The subject matter described herein relates generally to wind turbines and, more particularly, to methods and systems for detecting wind turbine blade inefficiencies.
Wind turbines are generally located in rural settings suitable to capture wind energy. As wind turbine technology improves, rotor blades continue to increase in size and are designed closer to material limits of known wind turbines. As such, known wind turbines are susceptible to damage from multiple sources, including, but not limited to lightning strikes, icing, and/or fatigue loads caused by fluctuating wind conditions.
At least some known damage detection systems may sense a lightning strike or the presence of ice buildup. However, such detection systems do not monitor whether a rotor blade has been damaged by a damaging event. When a rotor blade is damaged, it operates with a decreased power-capture potential. At least some known wind turbines are configured to reduce a load impact of the imbalanced rotor blade, resulting in reduced power capture and reduced efficiency of the wind turbine.

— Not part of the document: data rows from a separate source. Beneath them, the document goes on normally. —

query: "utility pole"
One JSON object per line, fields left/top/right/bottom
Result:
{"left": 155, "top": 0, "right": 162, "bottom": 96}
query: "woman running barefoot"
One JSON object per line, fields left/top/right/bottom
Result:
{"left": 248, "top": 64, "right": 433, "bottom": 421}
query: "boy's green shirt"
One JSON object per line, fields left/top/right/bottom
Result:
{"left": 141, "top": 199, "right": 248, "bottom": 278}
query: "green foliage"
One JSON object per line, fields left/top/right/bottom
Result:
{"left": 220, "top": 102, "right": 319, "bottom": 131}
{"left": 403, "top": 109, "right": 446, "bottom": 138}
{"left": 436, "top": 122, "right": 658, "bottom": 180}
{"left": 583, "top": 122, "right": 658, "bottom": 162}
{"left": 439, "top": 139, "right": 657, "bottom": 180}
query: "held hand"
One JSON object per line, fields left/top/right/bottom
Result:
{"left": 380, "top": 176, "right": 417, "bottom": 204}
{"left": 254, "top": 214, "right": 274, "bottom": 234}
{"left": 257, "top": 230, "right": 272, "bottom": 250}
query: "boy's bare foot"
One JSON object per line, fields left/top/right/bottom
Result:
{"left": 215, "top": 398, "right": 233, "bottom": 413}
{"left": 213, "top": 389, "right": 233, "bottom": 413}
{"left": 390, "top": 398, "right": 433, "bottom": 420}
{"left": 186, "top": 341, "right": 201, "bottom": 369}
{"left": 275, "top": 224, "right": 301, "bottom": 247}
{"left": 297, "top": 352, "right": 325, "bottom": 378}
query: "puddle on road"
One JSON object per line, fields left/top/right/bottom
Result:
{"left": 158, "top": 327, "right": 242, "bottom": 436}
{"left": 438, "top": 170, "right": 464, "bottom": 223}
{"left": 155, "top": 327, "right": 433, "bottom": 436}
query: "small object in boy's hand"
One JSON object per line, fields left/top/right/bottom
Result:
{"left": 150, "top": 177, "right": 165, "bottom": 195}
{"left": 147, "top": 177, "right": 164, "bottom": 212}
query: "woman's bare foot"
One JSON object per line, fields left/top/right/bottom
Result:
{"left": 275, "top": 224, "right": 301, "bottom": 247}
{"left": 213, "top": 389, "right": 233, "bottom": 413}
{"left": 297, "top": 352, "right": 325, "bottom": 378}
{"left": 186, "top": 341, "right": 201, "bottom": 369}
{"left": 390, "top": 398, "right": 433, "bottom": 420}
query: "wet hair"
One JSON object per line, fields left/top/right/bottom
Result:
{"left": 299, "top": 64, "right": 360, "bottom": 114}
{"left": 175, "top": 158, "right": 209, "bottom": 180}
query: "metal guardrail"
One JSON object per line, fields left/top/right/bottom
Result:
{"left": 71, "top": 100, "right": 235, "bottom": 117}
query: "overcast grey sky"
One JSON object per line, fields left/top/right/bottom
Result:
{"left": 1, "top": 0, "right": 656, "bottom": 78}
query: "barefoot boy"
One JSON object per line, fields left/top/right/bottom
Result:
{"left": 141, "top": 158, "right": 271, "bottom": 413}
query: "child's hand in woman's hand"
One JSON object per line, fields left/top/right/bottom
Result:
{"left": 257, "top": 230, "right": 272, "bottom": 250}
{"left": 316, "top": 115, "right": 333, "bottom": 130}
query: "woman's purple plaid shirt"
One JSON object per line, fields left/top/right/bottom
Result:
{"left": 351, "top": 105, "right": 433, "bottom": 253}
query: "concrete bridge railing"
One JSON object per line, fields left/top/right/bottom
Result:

As a result, at least one known method of inspecting for damage to a rotor blade includes visual inspection of the rotor blade surface by a human maintenance worker for cracks and similar damage. The visual inspection often includes the maintenance worker inspecting the rotor blades through binoculars from afar. Another known method of inspection includes dismantling of the rotor blades from the wind turbine and performing more advanced inspections at an inspection center. Such known methods may be time consuming, inefficient, and ineffective at identifying subsurface damage to a rotor blade.